As Dr. Kathryn Sullivan, Administrator for the National Oceanic and Atmospheric Administration recently pointed out, “You may think every drop of rain falling from the sky, or each glass of water you drink, is brand new, but it has always been here, and is a part of the water cycle.”
That means each and every drop of water used must somehow make it back into our water cycle. We have a finite amount of water on this earth, despite the fact that most of our planet — about 71 percent — is made up of good old H20.
Now, take into consideration that it’s not all freshwater: 96.5 percent of the world’s water is contained wit hin our oceans and, in its current form, is undrinkable. That means just 3.5 percent of that water is considered fresh water.
Here’s something else to consider: not all of that fresh water is potable, because a fair amount of it is polluted. Of the clean, drinkable water left over, some is unreachable, because it’s deep underground or otherwise inaccessible. And some of the earth’s water is also in the air around us, in the form of vapor.

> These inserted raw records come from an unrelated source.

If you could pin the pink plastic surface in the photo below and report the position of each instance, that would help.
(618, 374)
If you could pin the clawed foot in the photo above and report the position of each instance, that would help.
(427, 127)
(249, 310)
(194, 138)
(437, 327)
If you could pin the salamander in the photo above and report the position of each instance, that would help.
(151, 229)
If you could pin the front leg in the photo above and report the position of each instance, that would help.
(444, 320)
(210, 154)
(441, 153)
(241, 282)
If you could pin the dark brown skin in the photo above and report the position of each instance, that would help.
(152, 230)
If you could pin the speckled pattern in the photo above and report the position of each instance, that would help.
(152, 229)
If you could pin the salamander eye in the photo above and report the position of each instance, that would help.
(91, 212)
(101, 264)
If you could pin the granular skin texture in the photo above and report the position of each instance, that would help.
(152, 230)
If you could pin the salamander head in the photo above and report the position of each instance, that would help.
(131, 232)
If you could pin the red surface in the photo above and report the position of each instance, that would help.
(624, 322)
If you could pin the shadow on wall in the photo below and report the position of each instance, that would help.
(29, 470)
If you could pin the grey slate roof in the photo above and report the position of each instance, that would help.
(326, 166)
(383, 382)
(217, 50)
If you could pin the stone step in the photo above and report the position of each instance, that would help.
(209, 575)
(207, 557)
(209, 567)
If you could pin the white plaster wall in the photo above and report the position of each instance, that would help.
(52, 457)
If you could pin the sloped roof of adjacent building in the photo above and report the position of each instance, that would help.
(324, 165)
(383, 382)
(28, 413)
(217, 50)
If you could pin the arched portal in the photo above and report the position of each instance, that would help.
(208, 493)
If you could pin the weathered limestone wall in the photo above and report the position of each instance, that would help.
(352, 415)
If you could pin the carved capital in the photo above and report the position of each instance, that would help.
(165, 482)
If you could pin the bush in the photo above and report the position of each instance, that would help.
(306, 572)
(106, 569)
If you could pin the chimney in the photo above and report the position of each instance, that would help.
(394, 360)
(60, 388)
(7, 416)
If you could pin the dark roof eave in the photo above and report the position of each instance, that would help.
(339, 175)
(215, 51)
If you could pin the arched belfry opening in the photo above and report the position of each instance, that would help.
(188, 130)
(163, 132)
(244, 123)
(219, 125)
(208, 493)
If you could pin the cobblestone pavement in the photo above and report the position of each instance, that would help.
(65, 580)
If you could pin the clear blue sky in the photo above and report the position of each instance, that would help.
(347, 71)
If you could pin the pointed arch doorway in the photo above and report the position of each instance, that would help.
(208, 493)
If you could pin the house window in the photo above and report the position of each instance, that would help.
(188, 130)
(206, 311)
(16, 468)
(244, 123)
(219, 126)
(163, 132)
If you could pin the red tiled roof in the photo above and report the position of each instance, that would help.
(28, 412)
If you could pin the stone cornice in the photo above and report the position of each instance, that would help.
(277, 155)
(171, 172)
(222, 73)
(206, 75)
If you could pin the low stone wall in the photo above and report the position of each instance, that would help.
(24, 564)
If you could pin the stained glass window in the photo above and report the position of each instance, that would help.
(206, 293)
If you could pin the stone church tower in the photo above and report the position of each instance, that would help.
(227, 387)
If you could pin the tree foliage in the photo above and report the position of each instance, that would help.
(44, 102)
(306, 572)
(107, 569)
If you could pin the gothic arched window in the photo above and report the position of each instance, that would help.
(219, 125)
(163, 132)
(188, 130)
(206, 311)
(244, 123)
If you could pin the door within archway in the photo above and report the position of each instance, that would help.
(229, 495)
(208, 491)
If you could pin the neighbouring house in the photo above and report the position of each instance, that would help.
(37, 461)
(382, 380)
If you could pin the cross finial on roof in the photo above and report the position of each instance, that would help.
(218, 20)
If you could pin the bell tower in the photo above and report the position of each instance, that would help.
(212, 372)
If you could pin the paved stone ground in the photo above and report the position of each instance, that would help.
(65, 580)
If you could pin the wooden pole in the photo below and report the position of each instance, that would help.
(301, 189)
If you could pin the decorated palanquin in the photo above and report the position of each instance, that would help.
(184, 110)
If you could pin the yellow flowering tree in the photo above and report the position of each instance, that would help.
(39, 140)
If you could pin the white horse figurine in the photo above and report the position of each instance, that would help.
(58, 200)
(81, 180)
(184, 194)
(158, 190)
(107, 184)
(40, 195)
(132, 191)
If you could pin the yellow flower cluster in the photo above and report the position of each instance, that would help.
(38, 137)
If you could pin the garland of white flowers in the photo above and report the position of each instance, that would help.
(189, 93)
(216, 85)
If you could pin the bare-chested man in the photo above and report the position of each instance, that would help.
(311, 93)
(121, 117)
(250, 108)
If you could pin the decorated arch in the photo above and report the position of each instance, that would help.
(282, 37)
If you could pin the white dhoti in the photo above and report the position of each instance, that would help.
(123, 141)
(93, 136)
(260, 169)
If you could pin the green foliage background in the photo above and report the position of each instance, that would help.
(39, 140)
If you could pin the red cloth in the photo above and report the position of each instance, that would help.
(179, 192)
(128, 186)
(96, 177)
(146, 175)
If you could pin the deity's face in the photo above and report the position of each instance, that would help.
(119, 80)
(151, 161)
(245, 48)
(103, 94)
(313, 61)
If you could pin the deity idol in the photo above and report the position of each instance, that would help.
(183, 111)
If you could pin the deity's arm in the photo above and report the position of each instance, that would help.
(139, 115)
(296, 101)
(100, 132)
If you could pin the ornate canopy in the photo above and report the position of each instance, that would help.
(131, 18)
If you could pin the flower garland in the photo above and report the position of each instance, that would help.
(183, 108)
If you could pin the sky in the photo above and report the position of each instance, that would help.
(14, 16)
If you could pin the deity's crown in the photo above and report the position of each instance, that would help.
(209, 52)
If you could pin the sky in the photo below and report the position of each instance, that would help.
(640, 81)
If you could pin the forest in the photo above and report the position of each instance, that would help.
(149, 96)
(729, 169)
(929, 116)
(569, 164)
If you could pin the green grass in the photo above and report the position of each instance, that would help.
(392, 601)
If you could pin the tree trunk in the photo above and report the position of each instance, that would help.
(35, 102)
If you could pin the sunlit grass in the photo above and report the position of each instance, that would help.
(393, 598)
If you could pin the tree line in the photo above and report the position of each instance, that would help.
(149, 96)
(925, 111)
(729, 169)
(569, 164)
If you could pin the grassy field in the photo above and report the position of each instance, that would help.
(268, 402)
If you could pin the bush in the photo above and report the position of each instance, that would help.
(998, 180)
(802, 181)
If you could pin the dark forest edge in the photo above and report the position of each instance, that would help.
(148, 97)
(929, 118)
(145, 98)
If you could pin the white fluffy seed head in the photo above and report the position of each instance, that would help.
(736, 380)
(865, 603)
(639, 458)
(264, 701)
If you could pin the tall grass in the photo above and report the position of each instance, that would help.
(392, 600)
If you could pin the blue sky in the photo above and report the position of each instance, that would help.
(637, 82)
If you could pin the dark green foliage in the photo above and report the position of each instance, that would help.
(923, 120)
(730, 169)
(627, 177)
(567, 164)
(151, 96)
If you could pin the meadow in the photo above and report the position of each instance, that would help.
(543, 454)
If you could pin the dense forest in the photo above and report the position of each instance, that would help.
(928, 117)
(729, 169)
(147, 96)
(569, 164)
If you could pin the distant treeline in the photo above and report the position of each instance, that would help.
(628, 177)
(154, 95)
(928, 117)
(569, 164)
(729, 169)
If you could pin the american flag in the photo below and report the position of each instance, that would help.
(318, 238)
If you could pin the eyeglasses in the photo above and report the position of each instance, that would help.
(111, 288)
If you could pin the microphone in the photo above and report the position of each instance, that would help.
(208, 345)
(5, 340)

As of March 2016, the world’s population reached a record high of 7.4 billion people. That doesn’t leave us with a lot of water to go around, especially when you consider that we share the planet with plants and animals that also need water to survive.
Scientists at NOAA are taking a hard look at the nation’s water supply, via a project called the National Water Model, and also through projects at NOAA’s new National Water Center on the University of Alabama campus in Tuscaloosa. The idea, Sullivan writes, is to help “people and governments better understand their water situation and take advantage of every drop.”
Which brings us back to the portion of our motto we mentioned earlier: “every drop matters.”
Be sure to visit NOOAA’s site for updates on the projects and to learn more about the water cycle we all depend on.
While you’re at it, do your part to help conserve water and keep it clean. Take shorter showers, fix leaks, install water-saving devices like low-flow toilets, and properly dispose of chemicals and medications so as not to pollute the water supply.
Remember, we have just a small percentage to work with. It’s in all of our best interests to take care of it.